Some applications of localization and tracking – such as personal navigation, fleet management, and
asset tracking in factories / warehouses / hospitals – are commonly referred to as Location-Based
Services (LBS). The use of LBS alone is expected to grow dramatically by 2020. Yet, lack of standardized
Test and Evaluation (T&E) procedures has been an impediment to market growth for LTSs, because:
i) potential users cannot easily determine whether these systems meet the users’ requirements;
ii) it is hard to interpret T&E results when different metrics and procedures are used to evaluate a
given system or even worse to evaluate different systems; and
iii) the use of disparate minimum performance requirements by various buyers / jurisdictions
forces manufacturers to develop jurisdiction-specific products, thereby raising manufacturing costs.

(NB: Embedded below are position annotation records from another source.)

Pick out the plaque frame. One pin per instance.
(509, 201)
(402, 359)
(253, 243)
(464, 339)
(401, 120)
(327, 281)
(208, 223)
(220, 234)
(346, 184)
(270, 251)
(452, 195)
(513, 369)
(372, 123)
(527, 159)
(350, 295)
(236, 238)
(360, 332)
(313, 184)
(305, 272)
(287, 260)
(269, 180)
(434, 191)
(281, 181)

In contrast with LBS, there are many applications of localization and tracking that are essentially
governmental functions in the sense that the government is the entity that is most concerned about
the effectiveness of solutions for such applications. Examples of these applications include tracking
firefighters entering a burning structure for command and control purposes and to launch a rescue
mission if a firefighter becomes incapacitated, prevention of friendly fire when soldiers or Special
Weapons And Tactics (SWAT) team members enter a building where either hostile forces or armed
individuals threatening public safety have taken refuge, and guidance and navigation for missiles and
precision-guided munitions. Many of these applications have more stringent localization accuracy and
latency requirements than other applications of localization and tracking used by the general public,
such as navigation in museums / shopping malls, tracking the elderly in nursing homes, ensuring
children are not abducted from school grounds, and fleet management for a trucking company.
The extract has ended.